Since I remember I was always a dairy person and cheesecakes were my favorite dessert. One of my favorite homemade cheesecake bars are made from cream cheese, they are so smooth and delicate that I really like. I added some fresh raspberries to make my bars even better.
When I grew up in Europe we had a cheese called quark that I really like. We make cheesecakes from this kind of cheese. And many people prefer it instead of cream cheese. I am the person that loves both. It is difficult for me to find quark where I live in Canada now. But I managed to make my own from buttermilk. Now I can simply make my favorite cheese and add it to crepes or simply eat with bread and honey:) Or there is one more option I can use for savory recipes, for example in my favorite recipe of Farmer’s Cheese with Radishes and Green Onions.

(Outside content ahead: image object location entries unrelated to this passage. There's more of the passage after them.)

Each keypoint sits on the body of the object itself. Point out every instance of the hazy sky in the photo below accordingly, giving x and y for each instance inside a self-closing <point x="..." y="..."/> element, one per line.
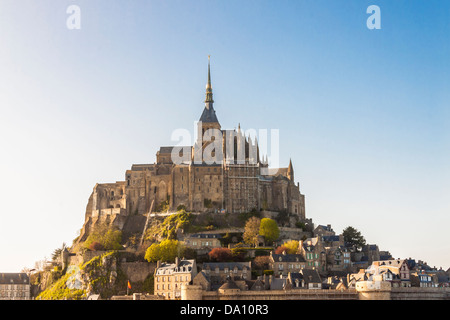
<point x="364" y="114"/>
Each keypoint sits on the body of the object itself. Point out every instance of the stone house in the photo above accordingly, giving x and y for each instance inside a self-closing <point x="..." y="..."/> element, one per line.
<point x="220" y="271"/>
<point x="322" y="230"/>
<point x="14" y="286"/>
<point x="422" y="279"/>
<point x="203" y="241"/>
<point x="169" y="277"/>
<point x="314" y="253"/>
<point x="305" y="279"/>
<point x="282" y="264"/>
<point x="398" y="268"/>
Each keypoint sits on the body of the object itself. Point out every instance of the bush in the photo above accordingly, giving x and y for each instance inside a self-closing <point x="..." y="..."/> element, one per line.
<point x="167" y="250"/>
<point x="96" y="246"/>
<point x="109" y="238"/>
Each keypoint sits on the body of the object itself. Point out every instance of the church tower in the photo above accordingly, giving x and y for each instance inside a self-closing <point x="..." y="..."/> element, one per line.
<point x="209" y="118"/>
<point x="290" y="172"/>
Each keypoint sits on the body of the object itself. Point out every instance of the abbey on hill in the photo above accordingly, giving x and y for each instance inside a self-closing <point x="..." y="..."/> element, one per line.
<point x="240" y="183"/>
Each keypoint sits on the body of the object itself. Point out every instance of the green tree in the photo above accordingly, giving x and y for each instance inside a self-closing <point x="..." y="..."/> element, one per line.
<point x="291" y="247"/>
<point x="109" y="237"/>
<point x="251" y="231"/>
<point x="353" y="237"/>
<point x="57" y="252"/>
<point x="269" y="229"/>
<point x="167" y="250"/>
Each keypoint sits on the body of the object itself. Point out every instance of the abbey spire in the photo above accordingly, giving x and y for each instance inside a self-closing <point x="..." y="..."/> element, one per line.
<point x="209" y="114"/>
<point x="209" y="100"/>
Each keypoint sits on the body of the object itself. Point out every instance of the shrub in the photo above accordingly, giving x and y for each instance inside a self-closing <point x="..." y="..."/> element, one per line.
<point x="96" y="246"/>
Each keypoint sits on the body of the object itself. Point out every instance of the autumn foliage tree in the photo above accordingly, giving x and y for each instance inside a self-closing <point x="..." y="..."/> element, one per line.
<point x="251" y="231"/>
<point x="353" y="237"/>
<point x="291" y="247"/>
<point x="220" y="255"/>
<point x="167" y="251"/>
<point x="269" y="229"/>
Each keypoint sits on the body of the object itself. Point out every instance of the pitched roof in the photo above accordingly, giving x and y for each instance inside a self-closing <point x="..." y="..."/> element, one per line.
<point x="229" y="285"/>
<point x="184" y="266"/>
<point x="209" y="115"/>
<point x="311" y="276"/>
<point x="205" y="235"/>
<point x="223" y="265"/>
<point x="287" y="257"/>
<point x="14" y="278"/>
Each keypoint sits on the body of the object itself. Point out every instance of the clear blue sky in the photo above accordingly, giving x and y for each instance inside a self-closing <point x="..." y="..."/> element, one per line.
<point x="364" y="114"/>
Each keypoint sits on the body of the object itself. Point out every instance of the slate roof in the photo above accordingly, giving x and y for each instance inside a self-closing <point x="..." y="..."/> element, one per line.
<point x="170" y="148"/>
<point x="278" y="283"/>
<point x="184" y="266"/>
<point x="205" y="236"/>
<point x="209" y="115"/>
<point x="14" y="278"/>
<point x="311" y="276"/>
<point x="223" y="265"/>
<point x="229" y="284"/>
<point x="330" y="238"/>
<point x="288" y="258"/>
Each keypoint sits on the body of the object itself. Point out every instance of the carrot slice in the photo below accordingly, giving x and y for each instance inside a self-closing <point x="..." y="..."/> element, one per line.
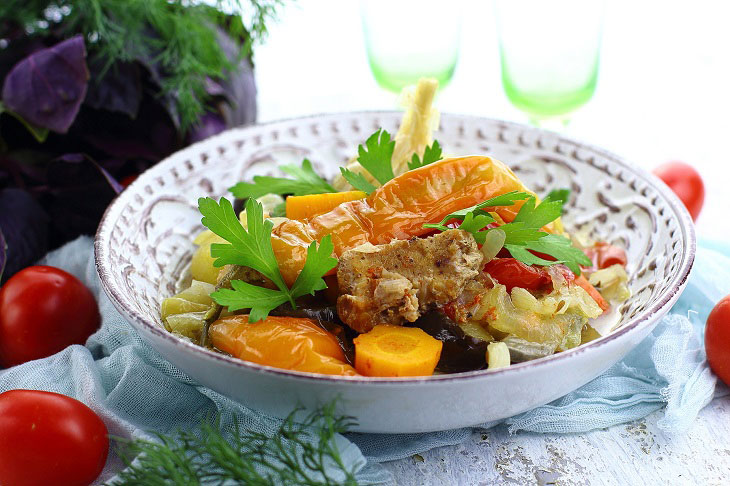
<point x="396" y="351"/>
<point x="583" y="282"/>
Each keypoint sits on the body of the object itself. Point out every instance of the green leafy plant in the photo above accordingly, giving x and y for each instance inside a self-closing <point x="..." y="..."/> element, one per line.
<point x="430" y="155"/>
<point x="251" y="247"/>
<point x="302" y="452"/>
<point x="524" y="235"/>
<point x="305" y="181"/>
<point x="177" y="40"/>
<point x="94" y="92"/>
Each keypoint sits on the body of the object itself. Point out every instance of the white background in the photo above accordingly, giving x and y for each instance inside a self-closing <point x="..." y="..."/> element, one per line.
<point x="662" y="91"/>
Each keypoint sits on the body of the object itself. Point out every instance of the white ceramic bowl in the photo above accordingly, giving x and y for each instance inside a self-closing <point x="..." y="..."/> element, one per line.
<point x="144" y="244"/>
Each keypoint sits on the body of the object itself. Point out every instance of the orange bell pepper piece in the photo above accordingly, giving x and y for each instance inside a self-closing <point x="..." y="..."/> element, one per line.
<point x="398" y="209"/>
<point x="290" y="343"/>
<point x="311" y="205"/>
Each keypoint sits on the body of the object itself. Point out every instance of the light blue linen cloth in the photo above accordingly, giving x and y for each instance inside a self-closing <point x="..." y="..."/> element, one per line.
<point x="136" y="391"/>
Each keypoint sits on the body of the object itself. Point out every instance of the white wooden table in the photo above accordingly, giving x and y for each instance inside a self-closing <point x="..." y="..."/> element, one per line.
<point x="663" y="94"/>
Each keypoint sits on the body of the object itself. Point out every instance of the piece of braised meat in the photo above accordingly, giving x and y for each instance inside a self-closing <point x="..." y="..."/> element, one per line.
<point x="397" y="282"/>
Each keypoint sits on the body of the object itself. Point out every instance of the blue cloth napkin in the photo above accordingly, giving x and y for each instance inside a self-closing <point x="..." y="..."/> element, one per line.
<point x="137" y="392"/>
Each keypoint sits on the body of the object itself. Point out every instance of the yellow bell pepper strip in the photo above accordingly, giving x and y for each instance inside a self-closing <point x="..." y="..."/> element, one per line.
<point x="398" y="209"/>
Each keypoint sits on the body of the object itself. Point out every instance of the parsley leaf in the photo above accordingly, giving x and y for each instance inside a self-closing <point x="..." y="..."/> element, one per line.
<point x="524" y="234"/>
<point x="305" y="181"/>
<point x="430" y="155"/>
<point x="246" y="296"/>
<point x="506" y="199"/>
<point x="357" y="180"/>
<point x="376" y="156"/>
<point x="251" y="247"/>
<point x="319" y="262"/>
<point x="558" y="195"/>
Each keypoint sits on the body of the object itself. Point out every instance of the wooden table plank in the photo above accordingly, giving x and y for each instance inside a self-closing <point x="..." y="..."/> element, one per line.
<point x="638" y="453"/>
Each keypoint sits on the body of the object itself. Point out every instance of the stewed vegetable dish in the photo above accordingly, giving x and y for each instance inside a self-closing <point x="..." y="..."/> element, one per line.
<point x="408" y="263"/>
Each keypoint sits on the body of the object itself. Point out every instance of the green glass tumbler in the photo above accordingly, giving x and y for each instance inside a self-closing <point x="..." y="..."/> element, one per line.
<point x="411" y="39"/>
<point x="549" y="53"/>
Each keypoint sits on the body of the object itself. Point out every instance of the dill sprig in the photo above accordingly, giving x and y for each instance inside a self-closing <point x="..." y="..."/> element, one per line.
<point x="300" y="453"/>
<point x="176" y="38"/>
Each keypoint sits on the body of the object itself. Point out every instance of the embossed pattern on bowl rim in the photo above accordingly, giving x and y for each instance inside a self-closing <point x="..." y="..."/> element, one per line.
<point x="110" y="221"/>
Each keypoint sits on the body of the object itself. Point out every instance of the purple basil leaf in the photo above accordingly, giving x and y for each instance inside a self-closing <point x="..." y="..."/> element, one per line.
<point x="47" y="87"/>
<point x="208" y="125"/>
<point x="152" y="136"/>
<point x="39" y="133"/>
<point x="79" y="190"/>
<point x="24" y="226"/>
<point x="118" y="89"/>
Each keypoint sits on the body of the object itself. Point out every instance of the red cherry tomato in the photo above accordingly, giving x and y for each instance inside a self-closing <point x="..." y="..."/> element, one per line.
<point x="42" y="311"/>
<point x="717" y="339"/>
<point x="49" y="438"/>
<point x="513" y="273"/>
<point x="686" y="183"/>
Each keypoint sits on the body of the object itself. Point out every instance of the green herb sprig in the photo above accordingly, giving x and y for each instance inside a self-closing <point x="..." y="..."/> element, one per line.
<point x="524" y="234"/>
<point x="431" y="154"/>
<point x="376" y="156"/>
<point x="305" y="181"/>
<point x="300" y="453"/>
<point x="251" y="247"/>
<point x="181" y="38"/>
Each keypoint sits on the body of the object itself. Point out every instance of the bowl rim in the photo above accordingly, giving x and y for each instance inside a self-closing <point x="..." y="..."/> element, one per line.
<point x="635" y="324"/>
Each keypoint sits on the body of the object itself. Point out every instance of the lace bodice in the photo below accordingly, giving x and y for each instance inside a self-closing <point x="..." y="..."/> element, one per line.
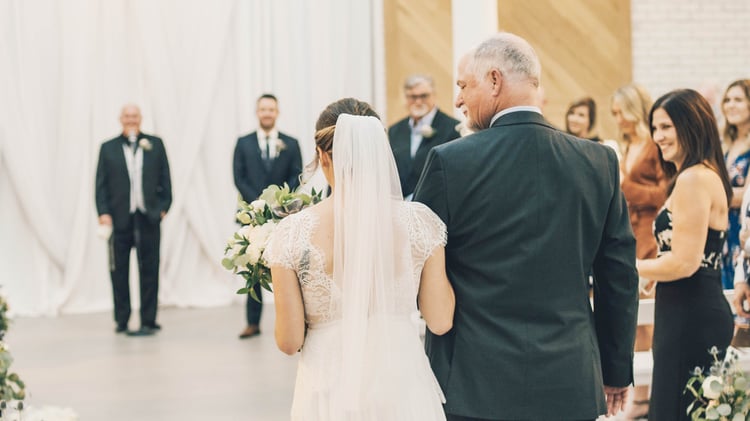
<point x="291" y="247"/>
<point x="714" y="240"/>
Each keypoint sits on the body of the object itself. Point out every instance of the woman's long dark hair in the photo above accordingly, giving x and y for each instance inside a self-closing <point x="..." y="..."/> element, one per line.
<point x="697" y="134"/>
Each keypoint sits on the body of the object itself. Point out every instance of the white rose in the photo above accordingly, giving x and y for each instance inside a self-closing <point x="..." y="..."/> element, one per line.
<point x="709" y="391"/>
<point x="243" y="217"/>
<point x="259" y="204"/>
<point x="243" y="259"/>
<point x="236" y="250"/>
<point x="253" y="253"/>
<point x="426" y="131"/>
<point x="145" y="144"/>
<point x="245" y="231"/>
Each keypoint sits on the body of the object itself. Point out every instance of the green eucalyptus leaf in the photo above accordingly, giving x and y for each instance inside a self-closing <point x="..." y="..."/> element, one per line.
<point x="254" y="295"/>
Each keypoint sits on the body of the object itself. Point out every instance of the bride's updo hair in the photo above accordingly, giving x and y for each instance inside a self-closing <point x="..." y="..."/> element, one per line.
<point x="326" y="125"/>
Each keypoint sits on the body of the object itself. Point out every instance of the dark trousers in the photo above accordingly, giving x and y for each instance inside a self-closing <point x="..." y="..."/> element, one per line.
<point x="254" y="308"/>
<point x="145" y="236"/>
<point x="451" y="417"/>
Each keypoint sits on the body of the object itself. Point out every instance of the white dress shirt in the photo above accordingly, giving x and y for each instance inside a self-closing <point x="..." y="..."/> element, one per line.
<point x="513" y="110"/>
<point x="416" y="130"/>
<point x="134" y="162"/>
<point x="272" y="137"/>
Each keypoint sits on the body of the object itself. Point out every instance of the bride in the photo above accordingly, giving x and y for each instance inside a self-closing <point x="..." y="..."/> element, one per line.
<point x="348" y="273"/>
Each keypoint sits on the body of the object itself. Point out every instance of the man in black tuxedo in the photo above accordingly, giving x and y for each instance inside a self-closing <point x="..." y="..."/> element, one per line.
<point x="529" y="211"/>
<point x="264" y="157"/>
<point x="424" y="128"/>
<point x="133" y="193"/>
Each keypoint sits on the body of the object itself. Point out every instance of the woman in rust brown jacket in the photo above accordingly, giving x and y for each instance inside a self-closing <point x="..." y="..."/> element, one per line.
<point x="644" y="185"/>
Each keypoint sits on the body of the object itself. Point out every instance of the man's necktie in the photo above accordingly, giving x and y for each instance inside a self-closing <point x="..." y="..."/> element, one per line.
<point x="267" y="158"/>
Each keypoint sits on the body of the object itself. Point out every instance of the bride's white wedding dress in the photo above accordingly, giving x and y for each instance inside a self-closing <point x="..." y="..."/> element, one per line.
<point x="397" y="378"/>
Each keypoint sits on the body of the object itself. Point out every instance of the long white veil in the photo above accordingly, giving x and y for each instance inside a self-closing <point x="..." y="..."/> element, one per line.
<point x="367" y="190"/>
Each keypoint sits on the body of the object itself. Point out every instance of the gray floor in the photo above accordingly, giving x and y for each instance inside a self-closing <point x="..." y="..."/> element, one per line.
<point x="194" y="369"/>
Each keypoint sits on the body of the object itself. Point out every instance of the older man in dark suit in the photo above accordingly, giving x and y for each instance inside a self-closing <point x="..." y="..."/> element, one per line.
<point x="264" y="157"/>
<point x="529" y="211"/>
<point x="133" y="194"/>
<point x="426" y="127"/>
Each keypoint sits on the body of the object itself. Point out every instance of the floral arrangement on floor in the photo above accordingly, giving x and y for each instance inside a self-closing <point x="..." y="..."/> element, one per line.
<point x="721" y="394"/>
<point x="12" y="388"/>
<point x="243" y="254"/>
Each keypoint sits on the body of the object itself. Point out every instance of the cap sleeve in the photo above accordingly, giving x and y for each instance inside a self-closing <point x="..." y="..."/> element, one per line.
<point x="428" y="231"/>
<point x="280" y="249"/>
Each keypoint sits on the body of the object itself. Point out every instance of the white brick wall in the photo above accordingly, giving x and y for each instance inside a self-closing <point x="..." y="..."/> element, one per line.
<point x="689" y="43"/>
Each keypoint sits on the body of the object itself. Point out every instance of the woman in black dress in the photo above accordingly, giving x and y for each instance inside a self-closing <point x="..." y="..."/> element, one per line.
<point x="691" y="312"/>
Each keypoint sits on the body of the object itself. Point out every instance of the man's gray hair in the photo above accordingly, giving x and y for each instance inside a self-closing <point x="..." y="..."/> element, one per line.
<point x="509" y="53"/>
<point x="415" y="79"/>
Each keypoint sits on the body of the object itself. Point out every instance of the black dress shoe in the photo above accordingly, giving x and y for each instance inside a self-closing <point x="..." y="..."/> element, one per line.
<point x="143" y="331"/>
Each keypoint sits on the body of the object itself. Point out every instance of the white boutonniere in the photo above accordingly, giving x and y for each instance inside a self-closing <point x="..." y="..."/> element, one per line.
<point x="145" y="144"/>
<point x="427" y="131"/>
<point x="279" y="145"/>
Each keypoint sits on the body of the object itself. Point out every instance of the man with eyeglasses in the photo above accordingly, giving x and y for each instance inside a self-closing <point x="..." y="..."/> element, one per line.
<point x="425" y="127"/>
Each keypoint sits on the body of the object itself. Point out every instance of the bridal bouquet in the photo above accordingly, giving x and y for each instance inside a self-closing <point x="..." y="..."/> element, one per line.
<point x="243" y="254"/>
<point x="721" y="394"/>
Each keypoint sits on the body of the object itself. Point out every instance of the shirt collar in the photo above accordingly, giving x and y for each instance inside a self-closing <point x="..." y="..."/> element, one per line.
<point x="530" y="108"/>
<point x="273" y="134"/>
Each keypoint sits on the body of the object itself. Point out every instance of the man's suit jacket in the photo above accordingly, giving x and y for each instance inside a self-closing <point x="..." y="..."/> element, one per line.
<point x="113" y="181"/>
<point x="399" y="134"/>
<point x="250" y="173"/>
<point x="529" y="211"/>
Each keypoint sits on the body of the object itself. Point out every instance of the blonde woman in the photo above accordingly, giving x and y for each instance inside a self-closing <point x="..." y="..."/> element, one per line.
<point x="644" y="185"/>
<point x="736" y="109"/>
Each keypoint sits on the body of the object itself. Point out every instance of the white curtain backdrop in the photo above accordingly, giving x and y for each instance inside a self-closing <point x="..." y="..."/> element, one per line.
<point x="196" y="68"/>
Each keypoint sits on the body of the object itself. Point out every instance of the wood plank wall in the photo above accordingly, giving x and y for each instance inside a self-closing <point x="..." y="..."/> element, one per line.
<point x="418" y="39"/>
<point x="584" y="47"/>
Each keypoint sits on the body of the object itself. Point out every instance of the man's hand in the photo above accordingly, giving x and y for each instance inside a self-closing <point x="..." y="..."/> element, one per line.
<point x="105" y="219"/>
<point x="616" y="398"/>
<point x="741" y="295"/>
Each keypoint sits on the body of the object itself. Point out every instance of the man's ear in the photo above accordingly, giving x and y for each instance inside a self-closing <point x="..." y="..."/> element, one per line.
<point x="496" y="77"/>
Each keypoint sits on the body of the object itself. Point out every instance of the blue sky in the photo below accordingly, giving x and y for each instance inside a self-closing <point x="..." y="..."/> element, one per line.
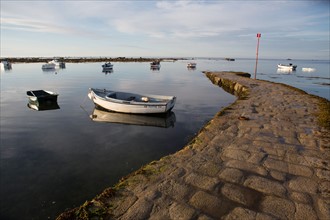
<point x="290" y="29"/>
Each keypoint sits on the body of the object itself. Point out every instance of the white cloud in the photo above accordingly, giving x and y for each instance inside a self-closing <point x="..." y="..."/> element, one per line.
<point x="162" y="24"/>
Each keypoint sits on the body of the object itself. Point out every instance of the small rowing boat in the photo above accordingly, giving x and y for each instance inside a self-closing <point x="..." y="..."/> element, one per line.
<point x="42" y="96"/>
<point x="287" y="67"/>
<point x="126" y="102"/>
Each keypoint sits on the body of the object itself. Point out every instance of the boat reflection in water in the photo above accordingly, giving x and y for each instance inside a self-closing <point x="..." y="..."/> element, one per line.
<point x="107" y="71"/>
<point x="155" y="69"/>
<point x="43" y="105"/>
<point x="158" y="120"/>
<point x="283" y="71"/>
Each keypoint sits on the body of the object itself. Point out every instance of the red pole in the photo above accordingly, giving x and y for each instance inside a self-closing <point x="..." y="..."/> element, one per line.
<point x="255" y="70"/>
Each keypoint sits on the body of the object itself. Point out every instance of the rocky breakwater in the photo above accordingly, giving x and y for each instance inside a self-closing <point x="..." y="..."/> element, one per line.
<point x="264" y="157"/>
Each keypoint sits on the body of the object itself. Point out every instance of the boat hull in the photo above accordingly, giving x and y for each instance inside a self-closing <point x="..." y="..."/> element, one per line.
<point x="286" y="67"/>
<point x="133" y="107"/>
<point x="42" y="96"/>
<point x="164" y="120"/>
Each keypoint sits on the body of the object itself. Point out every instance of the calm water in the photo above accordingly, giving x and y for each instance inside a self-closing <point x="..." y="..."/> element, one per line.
<point x="57" y="159"/>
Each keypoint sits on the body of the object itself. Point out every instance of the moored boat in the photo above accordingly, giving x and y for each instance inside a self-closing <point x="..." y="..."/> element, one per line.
<point x="191" y="65"/>
<point x="5" y="65"/>
<point x="287" y="67"/>
<point x="42" y="96"/>
<point x="107" y="66"/>
<point x="126" y="102"/>
<point x="58" y="64"/>
<point x="155" y="120"/>
<point x="155" y="64"/>
<point x="48" y="66"/>
<point x="308" y="69"/>
<point x="43" y="106"/>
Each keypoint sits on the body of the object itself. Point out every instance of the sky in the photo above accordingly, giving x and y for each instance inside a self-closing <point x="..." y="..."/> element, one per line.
<point x="198" y="28"/>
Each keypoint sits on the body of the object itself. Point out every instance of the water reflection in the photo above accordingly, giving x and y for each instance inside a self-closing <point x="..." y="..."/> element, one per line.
<point x="159" y="120"/>
<point x="107" y="71"/>
<point x="284" y="71"/>
<point x="43" y="106"/>
<point x="155" y="68"/>
<point x="191" y="68"/>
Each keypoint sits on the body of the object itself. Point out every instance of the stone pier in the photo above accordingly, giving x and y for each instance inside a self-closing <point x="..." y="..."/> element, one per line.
<point x="266" y="156"/>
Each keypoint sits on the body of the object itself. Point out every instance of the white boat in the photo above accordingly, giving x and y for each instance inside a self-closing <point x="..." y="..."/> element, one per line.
<point x="107" y="66"/>
<point x="42" y="96"/>
<point x="164" y="120"/>
<point x="126" y="102"/>
<point x="155" y="65"/>
<point x="308" y="69"/>
<point x="191" y="65"/>
<point x="58" y="64"/>
<point x="5" y="65"/>
<point x="287" y="67"/>
<point x="48" y="66"/>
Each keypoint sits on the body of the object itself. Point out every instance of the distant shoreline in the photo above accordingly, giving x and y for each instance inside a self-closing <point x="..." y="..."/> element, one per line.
<point x="85" y="59"/>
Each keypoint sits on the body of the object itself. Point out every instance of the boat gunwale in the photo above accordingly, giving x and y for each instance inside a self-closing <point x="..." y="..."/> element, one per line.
<point x="133" y="102"/>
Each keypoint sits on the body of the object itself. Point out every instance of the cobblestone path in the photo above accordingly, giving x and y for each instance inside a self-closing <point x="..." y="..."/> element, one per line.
<point x="263" y="157"/>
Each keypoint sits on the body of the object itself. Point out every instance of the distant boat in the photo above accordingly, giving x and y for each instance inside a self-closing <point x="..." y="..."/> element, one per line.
<point x="42" y="96"/>
<point x="164" y="120"/>
<point x="308" y="69"/>
<point x="155" y="64"/>
<point x="230" y="59"/>
<point x="126" y="102"/>
<point x="48" y="66"/>
<point x="107" y="66"/>
<point x="191" y="65"/>
<point x="287" y="67"/>
<point x="58" y="64"/>
<point x="5" y="65"/>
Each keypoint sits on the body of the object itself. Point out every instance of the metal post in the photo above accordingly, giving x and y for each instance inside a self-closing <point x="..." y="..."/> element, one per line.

These raspberry homemade cheesecake bars are so creamy with baked graham crumbs on the bottom. Believe me they are very good. I’ve decided that lemon jello will compliment nicely the cheesecake and raspberries. However, strawberries can be also used.
At first I was aiming at strawberries, but the last package of “not really fresh” strawberries were left in the store. And I am not the person that shops in every store in the city. I just love to go to just one store and get everything. This is what I like the best. Let me know what is your favorite dessert?
Raspberry Cheesecake Bars
- 2 cups graham crackers
- 1/3 cup melted butter
- 4 bricks cream cheese 8 oz. each - softened
- 3/4 cup sugar
- 2 Tbsp. flour
- 1 Tbsp. vanilla extract
- 3/4 cup sour cream
- 3 eggs
- 2 cups raspberries
- 1 pkg. small - 85 g lemon Jell-o jelly powder
All ingredients has to be at room temperature.
Preheat oven to 325 F. Prepare 13" x 9" baking pan.
In a medium bowl mix graham crumbs with melted butter. Press nicely on the bottom of the pan.
Bake for 10 minutes.
In a large bowl mix cream cheese with sugar, flour and vanilla extract until all ingredients are combined. Add sour cream and mix very well. Add eggs; one at a time. Mix all ingredients until blended. Pour on the crust.
Bake for 50 minutes.
Remove from oven and cool off completely.
Spread raspberries nicely on the cheesecake.
In a medium bowl prepare jello how it says on the package (1 cup boiling water + 1 cup cold water). Put in the fridge (about 1 hour). You should keep an eye for it, when it starts to form clumps pour over the raspberries on cheesecake.
Cool of the cheesecake on the counter and refrigerate overnight.